Fun with Template Specialization
Hannes Reuscher of the PowerPoint team turned me on to this cool C++ trick, and I used it extensively in SafeInt 2.0. There's a bunch of neat things about it – for one thing, it's the only way in C++ to actually overload something based on return type. Here's basically how it works:
template <typename T> class Foo;
template<> class Foo <char>
{
char* Bar();
};
template<> class Foo <WCHAR>
{
WCHAR* Bar();
};
You can also do things like template< typename T, typename U > class Baz, and then specialize just one of the types, which is known as partial template specialization.
Where the real power comes in is when you make one of the parameters a compile-time enum, and then you can get the compiler to do a lot of your logic for you. There's a couple of books on it, but it does get arcane. For some extended examples, take a look in SafeInt 2.0 (which I need to get re-posted – it disappeared from MSDN). My friend Tim was up here visiting, and we were discussing the tendency for some programmers to use programming constructs not because they solved an actual problem, but because they were cool (to the programmer). We once worked with a programmer who thought recursion was cool, and suffered some horrendous bugs and perf problems as a result. When I was telling him how cool template specialization was, he ribbed me as to whether I was now using it everywhere.
I don't use it everywhere (except in SafeInt) because it's a little odd – for example, you might expect ordinary inheritance to apply, but it doesn't – each specialization is a completely different class, and can have different methods, members, and so on. I don't' know immediately of any way to enforce that a given method is exposed by all the specializations. It's also something that most programmers would have a hard time maintaining, so that's another reason to be careful. Though I have been thinking about legitimate uses for it where it could really be helpful, and I thought of a neat trick. Some of you might be familiar with how many Windows APIs take an enum to determine what sort of information we're getting or setting (SetTokenInformation is one good example), and depending on what the value is, the information is a whole different struct.
I'm working on an interesting piece of code where there's a bunch of different request ID's, and depending on what the ID is, the packet should be cast to some struct or another – sometimes several IDs use the same struct. It's getting big enough that it's annoying to keep it all straight, and I've been thinking of ways to simplify matters. Here's one thing you could do:
enum msgId
{
msgIdFoo,
msgIdBar,
msgIdBaz
};
template< int id > class MsgPtr;
template<> class MsgPtr <msgIdFoo >
{
public:
FooStruct* ptr;
};
And so on – now I can put all this in one place, and not have to try and keep it straight everywhere, and if I ever decide to map msgIdBaz to BazStruct2 instead of BazStruct, I can change it in one spot. Obviously, this only helps when the msgID is known at compile-time, but that's fairly often the case. I'll likely use it once this thing gets further along.

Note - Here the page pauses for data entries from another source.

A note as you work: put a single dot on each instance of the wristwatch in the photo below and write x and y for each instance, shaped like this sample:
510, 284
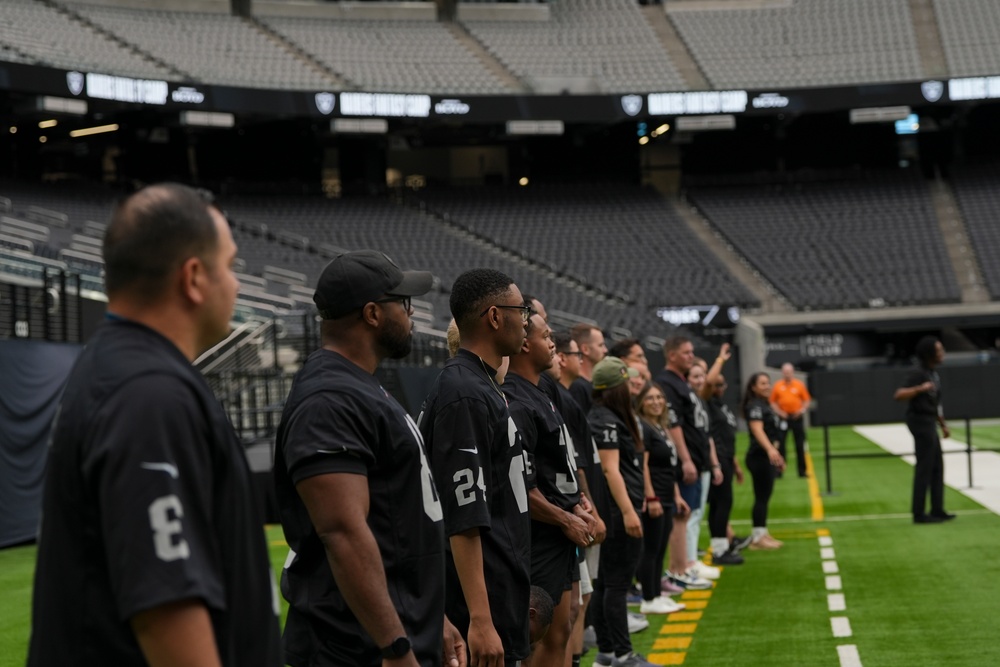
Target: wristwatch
399, 647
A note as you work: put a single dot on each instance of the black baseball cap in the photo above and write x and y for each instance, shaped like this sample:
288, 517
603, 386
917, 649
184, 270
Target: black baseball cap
354, 278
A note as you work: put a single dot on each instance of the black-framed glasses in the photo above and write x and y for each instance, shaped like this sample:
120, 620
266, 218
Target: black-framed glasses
407, 301
525, 310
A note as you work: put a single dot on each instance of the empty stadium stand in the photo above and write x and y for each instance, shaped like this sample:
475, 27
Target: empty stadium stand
852, 241
587, 46
41, 34
803, 43
969, 35
976, 191
211, 48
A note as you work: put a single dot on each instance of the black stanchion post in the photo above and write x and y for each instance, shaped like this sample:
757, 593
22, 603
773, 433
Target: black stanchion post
968, 447
826, 456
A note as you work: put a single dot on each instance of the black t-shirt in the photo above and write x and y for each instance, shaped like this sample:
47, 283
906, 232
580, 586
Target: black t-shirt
610, 432
688, 410
723, 428
928, 403
479, 465
758, 409
148, 501
549, 449
339, 419
662, 462
583, 391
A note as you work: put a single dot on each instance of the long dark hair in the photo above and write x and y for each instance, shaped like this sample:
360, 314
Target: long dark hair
749, 394
619, 401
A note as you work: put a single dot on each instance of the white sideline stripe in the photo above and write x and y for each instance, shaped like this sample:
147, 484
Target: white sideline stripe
841, 626
849, 656
857, 517
896, 439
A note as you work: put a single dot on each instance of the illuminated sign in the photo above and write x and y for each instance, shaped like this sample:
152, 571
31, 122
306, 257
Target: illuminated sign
385, 104
187, 95
703, 315
124, 89
769, 101
715, 101
451, 107
974, 88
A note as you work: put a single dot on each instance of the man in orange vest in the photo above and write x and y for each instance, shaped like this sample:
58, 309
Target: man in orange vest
789, 400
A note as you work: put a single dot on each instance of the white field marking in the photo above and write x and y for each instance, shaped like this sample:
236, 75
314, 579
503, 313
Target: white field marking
849, 656
855, 517
896, 438
841, 626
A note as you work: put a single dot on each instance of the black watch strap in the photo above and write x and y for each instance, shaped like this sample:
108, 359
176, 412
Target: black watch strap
399, 647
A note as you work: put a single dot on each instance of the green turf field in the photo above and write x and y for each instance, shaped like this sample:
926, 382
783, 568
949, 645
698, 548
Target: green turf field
915, 595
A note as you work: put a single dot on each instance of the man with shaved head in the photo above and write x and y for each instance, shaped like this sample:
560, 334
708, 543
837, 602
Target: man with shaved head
151, 549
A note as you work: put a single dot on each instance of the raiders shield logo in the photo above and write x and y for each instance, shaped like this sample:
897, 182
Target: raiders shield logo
932, 90
631, 104
325, 102
75, 82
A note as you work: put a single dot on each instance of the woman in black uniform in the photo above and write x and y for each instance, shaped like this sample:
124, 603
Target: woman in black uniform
662, 497
615, 430
923, 415
763, 460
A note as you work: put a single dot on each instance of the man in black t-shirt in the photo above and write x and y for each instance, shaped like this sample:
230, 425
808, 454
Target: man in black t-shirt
558, 521
365, 576
151, 548
479, 465
924, 414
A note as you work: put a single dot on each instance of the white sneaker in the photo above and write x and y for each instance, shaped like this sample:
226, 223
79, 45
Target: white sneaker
636, 623
660, 605
691, 582
704, 571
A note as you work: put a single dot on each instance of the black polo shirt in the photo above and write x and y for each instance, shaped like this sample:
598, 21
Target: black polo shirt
688, 410
758, 409
339, 419
925, 404
610, 432
148, 500
479, 465
723, 428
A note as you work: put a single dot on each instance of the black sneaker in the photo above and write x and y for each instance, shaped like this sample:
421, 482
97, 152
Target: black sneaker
740, 543
728, 558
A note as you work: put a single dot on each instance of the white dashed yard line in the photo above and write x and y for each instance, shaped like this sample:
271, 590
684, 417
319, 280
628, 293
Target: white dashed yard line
849, 656
841, 626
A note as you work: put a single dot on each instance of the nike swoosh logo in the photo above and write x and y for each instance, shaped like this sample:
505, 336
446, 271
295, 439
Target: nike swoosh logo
168, 468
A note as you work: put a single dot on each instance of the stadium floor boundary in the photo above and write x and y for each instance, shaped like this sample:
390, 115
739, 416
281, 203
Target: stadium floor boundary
896, 439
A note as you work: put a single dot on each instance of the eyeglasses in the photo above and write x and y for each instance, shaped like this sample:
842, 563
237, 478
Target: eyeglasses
407, 301
525, 310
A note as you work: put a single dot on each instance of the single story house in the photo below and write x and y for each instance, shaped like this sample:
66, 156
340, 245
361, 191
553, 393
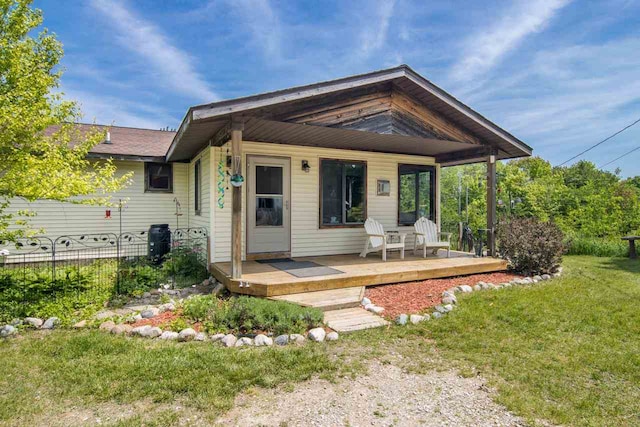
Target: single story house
296, 172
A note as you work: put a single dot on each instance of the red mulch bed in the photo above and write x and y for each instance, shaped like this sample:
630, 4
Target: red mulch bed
415, 297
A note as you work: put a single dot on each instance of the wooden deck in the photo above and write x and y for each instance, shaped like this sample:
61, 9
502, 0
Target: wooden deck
264, 280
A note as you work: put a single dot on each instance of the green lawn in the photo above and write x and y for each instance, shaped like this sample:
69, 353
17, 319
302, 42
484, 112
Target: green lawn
565, 351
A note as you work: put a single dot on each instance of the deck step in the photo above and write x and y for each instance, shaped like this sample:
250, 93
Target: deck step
334, 299
352, 319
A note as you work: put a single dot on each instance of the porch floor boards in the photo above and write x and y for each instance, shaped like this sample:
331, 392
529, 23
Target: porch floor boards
260, 279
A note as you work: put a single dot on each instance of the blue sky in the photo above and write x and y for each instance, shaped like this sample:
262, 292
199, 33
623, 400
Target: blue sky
559, 74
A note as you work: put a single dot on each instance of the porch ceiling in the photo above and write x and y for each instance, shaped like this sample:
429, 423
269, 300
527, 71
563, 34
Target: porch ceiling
261, 130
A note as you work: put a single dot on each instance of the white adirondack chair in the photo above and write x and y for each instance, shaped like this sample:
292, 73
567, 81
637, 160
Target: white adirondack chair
428, 237
378, 240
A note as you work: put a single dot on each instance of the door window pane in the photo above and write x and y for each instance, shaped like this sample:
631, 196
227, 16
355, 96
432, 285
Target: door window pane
416, 193
268, 211
268, 180
354, 186
408, 198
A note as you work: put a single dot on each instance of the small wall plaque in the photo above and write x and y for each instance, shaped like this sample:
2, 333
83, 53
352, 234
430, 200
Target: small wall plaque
384, 187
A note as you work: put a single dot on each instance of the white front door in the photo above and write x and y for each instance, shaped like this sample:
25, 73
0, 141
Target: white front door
268, 213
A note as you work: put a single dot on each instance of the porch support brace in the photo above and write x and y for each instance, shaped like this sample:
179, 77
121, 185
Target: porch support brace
236, 206
491, 203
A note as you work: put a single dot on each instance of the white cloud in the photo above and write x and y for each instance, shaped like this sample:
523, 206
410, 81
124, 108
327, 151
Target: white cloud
104, 109
374, 33
173, 66
262, 21
483, 49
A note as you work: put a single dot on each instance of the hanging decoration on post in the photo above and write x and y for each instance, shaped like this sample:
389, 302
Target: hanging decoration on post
222, 175
237, 179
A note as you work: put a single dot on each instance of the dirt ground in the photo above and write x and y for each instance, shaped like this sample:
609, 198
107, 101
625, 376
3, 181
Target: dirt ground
386, 396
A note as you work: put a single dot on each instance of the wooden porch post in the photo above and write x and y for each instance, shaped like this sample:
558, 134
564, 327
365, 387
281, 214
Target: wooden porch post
491, 203
236, 207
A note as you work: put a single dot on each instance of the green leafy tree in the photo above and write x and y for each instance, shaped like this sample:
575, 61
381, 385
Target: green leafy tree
42, 155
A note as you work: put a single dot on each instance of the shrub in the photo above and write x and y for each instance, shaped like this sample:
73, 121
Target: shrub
248, 314
186, 265
530, 245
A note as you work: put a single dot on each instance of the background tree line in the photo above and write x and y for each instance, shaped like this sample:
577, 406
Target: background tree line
594, 208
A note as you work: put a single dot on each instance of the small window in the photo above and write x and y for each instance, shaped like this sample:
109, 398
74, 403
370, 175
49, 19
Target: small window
158, 177
343, 192
197, 187
416, 193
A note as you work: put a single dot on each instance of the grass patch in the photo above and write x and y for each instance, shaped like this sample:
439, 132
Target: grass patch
53, 374
566, 351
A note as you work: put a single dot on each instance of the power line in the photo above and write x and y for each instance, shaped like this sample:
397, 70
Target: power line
618, 158
601, 142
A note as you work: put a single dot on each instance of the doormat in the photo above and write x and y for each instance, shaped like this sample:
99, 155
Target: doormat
300, 268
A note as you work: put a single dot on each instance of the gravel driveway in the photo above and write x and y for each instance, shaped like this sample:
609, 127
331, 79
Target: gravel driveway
387, 396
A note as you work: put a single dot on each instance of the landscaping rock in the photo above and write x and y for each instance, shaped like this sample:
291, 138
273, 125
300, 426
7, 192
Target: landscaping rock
33, 321
167, 307
262, 340
149, 313
186, 334
81, 324
104, 315
297, 338
51, 323
282, 340
217, 289
332, 336
317, 334
449, 300
416, 318
465, 288
229, 340
217, 337
7, 331
122, 329
107, 326
402, 319
244, 341
169, 336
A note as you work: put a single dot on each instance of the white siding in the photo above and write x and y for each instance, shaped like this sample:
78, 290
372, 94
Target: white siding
141, 209
306, 236
203, 219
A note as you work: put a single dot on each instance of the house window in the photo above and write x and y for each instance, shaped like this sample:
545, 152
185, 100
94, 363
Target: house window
343, 192
158, 177
197, 196
416, 193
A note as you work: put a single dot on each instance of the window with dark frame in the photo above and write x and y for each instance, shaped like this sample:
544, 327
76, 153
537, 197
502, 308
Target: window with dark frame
343, 192
196, 187
416, 193
158, 177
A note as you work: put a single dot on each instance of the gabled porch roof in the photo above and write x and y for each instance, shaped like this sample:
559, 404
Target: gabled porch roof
379, 111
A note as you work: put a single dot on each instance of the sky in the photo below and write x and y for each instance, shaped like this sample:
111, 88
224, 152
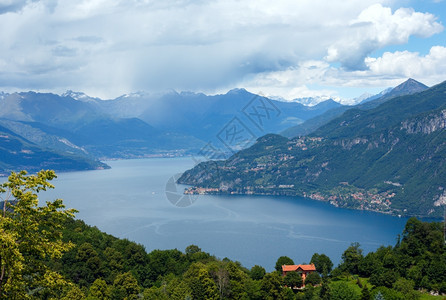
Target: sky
283, 48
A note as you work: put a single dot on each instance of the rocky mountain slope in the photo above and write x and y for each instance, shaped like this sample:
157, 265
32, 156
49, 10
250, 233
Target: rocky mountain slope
391, 158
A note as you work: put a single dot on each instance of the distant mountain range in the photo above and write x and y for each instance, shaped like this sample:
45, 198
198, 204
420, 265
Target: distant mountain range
75, 127
408, 87
387, 155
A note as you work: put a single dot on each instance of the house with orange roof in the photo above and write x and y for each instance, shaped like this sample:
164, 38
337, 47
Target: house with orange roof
303, 269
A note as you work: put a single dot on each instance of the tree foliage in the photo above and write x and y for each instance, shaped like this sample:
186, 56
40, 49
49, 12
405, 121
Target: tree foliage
283, 260
30, 235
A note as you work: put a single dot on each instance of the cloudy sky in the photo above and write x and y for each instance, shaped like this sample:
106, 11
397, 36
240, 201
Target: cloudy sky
286, 48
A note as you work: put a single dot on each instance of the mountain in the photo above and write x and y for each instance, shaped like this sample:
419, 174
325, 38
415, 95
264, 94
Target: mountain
17, 153
408, 87
204, 116
391, 158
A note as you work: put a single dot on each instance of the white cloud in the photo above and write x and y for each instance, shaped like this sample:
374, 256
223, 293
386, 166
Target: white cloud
411, 64
107, 48
390, 69
375, 28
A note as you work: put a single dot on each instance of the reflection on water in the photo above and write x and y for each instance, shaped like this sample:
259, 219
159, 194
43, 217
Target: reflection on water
129, 201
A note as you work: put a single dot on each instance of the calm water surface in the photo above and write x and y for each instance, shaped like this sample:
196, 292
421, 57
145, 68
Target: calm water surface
129, 201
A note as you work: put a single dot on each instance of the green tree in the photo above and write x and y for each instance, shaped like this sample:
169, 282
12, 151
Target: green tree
313, 279
322, 262
29, 235
351, 258
74, 293
325, 292
200, 282
99, 290
125, 286
342, 291
365, 293
293, 279
257, 272
283, 260
271, 286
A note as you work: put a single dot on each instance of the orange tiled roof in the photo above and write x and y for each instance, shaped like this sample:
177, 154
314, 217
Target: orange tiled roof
288, 268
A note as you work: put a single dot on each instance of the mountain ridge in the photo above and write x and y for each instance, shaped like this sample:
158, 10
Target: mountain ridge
391, 158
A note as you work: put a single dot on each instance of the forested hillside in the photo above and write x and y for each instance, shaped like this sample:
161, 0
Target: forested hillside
389, 159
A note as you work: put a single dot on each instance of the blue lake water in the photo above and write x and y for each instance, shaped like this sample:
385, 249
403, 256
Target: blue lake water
129, 201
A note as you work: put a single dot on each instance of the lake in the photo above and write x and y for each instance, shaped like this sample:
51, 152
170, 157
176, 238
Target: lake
129, 201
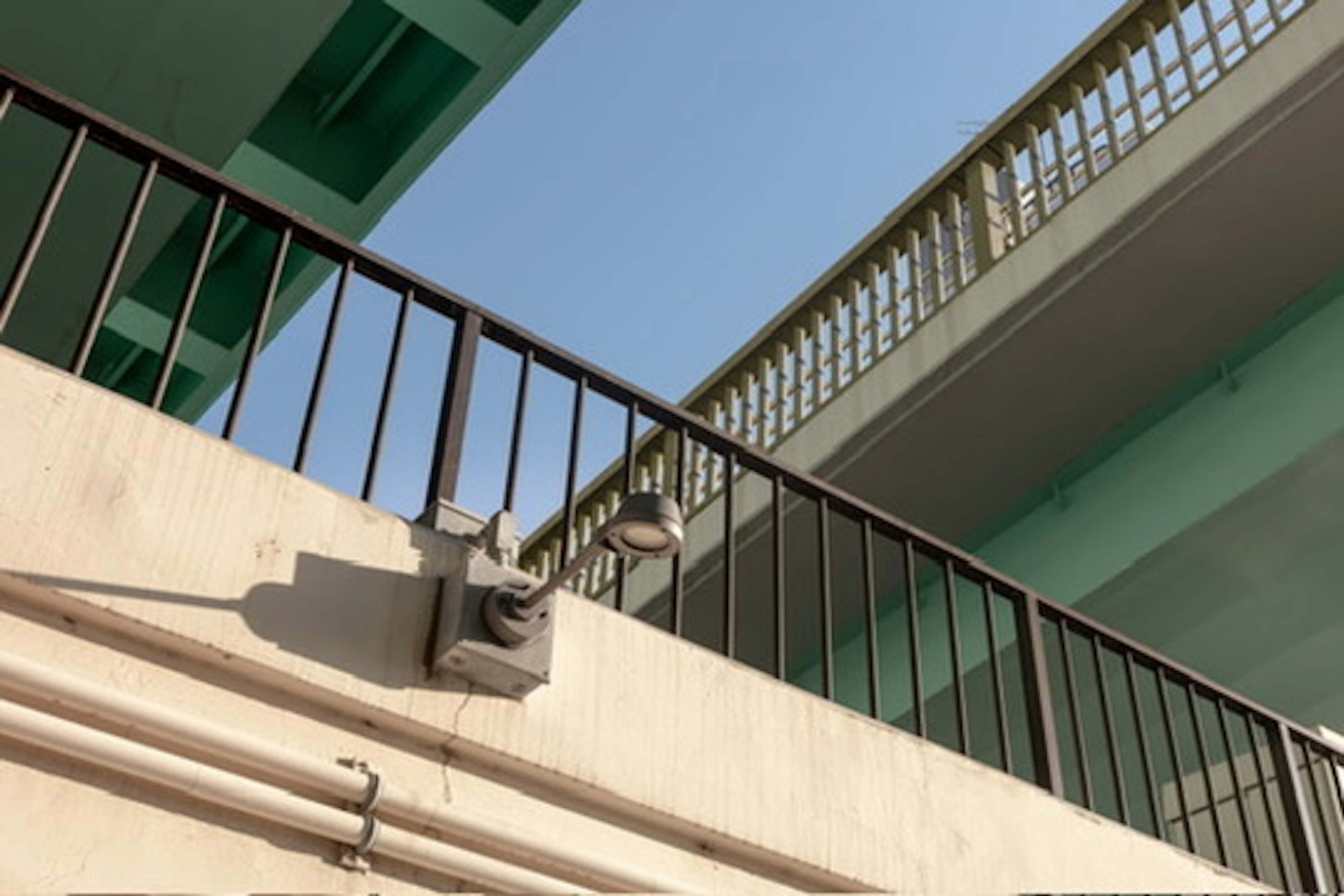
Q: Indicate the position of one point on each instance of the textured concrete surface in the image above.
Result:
(146, 555)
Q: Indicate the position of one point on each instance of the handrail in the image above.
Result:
(1140, 69)
(1285, 781)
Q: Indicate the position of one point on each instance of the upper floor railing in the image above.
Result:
(1109, 99)
(784, 572)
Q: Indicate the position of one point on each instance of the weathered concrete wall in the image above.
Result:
(173, 566)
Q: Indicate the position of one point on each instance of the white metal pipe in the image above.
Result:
(261, 801)
(299, 770)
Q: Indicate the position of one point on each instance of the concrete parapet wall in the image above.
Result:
(143, 555)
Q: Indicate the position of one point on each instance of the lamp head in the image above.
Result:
(646, 526)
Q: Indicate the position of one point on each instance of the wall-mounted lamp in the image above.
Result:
(496, 630)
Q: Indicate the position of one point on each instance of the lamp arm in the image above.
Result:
(533, 598)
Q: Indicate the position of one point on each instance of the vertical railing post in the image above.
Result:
(1295, 811)
(452, 420)
(987, 214)
(1041, 713)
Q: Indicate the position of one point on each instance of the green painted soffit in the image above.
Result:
(330, 107)
(1221, 371)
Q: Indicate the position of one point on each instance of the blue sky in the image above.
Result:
(656, 183)
(664, 175)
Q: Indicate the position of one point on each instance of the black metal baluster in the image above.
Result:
(40, 227)
(113, 272)
(1041, 711)
(678, 616)
(1269, 805)
(998, 676)
(515, 444)
(781, 659)
(1238, 788)
(1108, 715)
(913, 618)
(870, 608)
(189, 304)
(259, 332)
(959, 680)
(1076, 716)
(394, 363)
(828, 660)
(1144, 753)
(1170, 724)
(315, 396)
(452, 417)
(623, 564)
(730, 559)
(572, 473)
(1208, 770)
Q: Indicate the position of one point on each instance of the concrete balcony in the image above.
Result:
(173, 582)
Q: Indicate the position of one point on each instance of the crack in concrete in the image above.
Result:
(447, 747)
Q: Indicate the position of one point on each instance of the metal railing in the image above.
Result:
(781, 572)
(1151, 61)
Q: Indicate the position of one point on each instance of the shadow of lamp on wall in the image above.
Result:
(495, 628)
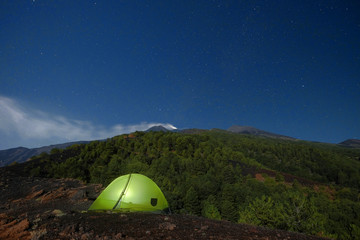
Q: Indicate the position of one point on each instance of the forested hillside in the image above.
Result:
(292, 185)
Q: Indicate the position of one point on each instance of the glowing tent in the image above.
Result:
(131, 192)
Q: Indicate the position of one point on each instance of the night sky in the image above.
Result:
(80, 70)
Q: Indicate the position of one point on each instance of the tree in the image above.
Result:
(209, 209)
(263, 212)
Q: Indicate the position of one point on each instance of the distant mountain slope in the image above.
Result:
(257, 132)
(21, 154)
(354, 143)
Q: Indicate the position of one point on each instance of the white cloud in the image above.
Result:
(20, 126)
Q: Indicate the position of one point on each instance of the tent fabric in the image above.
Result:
(132, 192)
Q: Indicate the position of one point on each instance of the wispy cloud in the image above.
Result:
(33, 126)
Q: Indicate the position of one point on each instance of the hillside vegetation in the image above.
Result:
(298, 186)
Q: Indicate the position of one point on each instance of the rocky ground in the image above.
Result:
(41, 208)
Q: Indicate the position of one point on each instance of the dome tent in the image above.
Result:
(132, 192)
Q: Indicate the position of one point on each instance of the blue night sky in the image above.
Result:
(80, 70)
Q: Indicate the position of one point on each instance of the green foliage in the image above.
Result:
(212, 174)
(191, 202)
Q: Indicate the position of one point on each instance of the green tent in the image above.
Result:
(131, 192)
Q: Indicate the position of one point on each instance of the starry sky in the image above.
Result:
(81, 70)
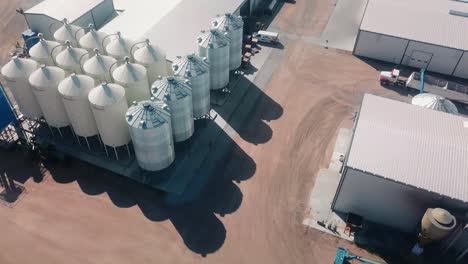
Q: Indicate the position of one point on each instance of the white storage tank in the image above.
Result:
(71, 59)
(153, 59)
(234, 27)
(98, 67)
(74, 91)
(93, 40)
(214, 45)
(109, 105)
(41, 51)
(134, 79)
(16, 73)
(44, 82)
(177, 93)
(68, 32)
(197, 71)
(119, 47)
(149, 123)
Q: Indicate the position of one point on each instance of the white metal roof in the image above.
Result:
(172, 25)
(421, 20)
(60, 9)
(412, 145)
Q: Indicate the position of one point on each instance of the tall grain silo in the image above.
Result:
(119, 47)
(177, 93)
(67, 32)
(234, 27)
(153, 58)
(134, 79)
(98, 67)
(44, 82)
(149, 123)
(74, 91)
(93, 40)
(109, 105)
(16, 73)
(71, 59)
(197, 71)
(214, 45)
(41, 51)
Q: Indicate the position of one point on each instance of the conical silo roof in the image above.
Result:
(213, 38)
(149, 54)
(46, 77)
(227, 22)
(40, 52)
(93, 40)
(434, 102)
(148, 114)
(106, 94)
(76, 85)
(171, 88)
(70, 57)
(129, 72)
(66, 32)
(190, 65)
(119, 47)
(19, 68)
(98, 65)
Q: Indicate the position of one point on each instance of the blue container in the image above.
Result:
(30, 34)
(7, 114)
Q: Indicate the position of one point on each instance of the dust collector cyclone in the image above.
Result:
(436, 224)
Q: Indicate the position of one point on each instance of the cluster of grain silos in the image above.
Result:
(86, 79)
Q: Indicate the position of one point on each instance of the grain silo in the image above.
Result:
(44, 82)
(119, 47)
(177, 93)
(41, 51)
(434, 102)
(98, 67)
(214, 45)
(67, 32)
(16, 73)
(74, 91)
(234, 27)
(109, 105)
(70, 59)
(153, 58)
(196, 70)
(93, 40)
(134, 79)
(149, 123)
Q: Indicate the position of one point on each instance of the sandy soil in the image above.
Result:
(86, 216)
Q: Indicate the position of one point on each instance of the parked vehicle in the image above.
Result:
(267, 36)
(450, 90)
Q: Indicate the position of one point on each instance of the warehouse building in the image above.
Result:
(429, 34)
(46, 16)
(402, 160)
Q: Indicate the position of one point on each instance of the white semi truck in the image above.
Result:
(450, 90)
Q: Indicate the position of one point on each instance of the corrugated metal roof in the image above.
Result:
(172, 25)
(413, 145)
(60, 9)
(421, 20)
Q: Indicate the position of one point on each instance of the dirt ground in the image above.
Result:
(83, 215)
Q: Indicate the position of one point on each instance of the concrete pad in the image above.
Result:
(343, 26)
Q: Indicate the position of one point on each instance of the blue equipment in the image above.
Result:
(342, 256)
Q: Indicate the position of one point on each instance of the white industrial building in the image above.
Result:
(402, 160)
(46, 16)
(429, 34)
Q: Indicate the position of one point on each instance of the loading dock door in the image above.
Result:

If you like C++, it's certainly something to play with – you can make really efficient code this way, and I got huge improvements in readability in SafeInt between 1.0.7 and 2.0 using it.
Comments
Anonymous
April 30, 2007
Thanks for the article. I enjoyed it a lot! It would be great if you posted SafeInt 2.0 class. I've seen only v1.0.3 you posted in 2003(?)... I'm sure the new one is much better :)Anonymous
May 16, 2007
> Fun with Template Specialization Have you tried meta-template programming... and get the compiler to work out the result of the program for you. Factorial calculated in O(1) runtime... (from memory, so likely typos) template<int n> class Factorial { public: const int value = n * Factorial<n-1>; }; template<> class Factorial<0> { public: const int value=1; }; See "Modern C++ Programming" and www.boost.org for more. [dcl] Yep - that's some cool stuff. I use some of that internally to SafeIntAnonymous
June 04, 2007
Template specialization can indeed do some fun -- and even more important, incredibly useful -- stuff. But as you point out, it pays to remember the impact on maintenance of using really sophisticated techniques, especially when you have other programmers working in the same code. It's a good idea to underestimate how sophisticated your fellow developers are, to be on the extra-safe side when it comes to "future-proofing" your code. It's not really a time saver when someone replaces your crafted precision code with an entirely different, but more understandable, creation :).Anonymous
June 21, 2007
The comment has been removedAnonymous
July 14, 2007
Where is SafeInt available from these days? I can't find a download. Thanks. [dcl] It's apparently lost from MSDN. I'm working on v3, and will be publishing that sometime soon.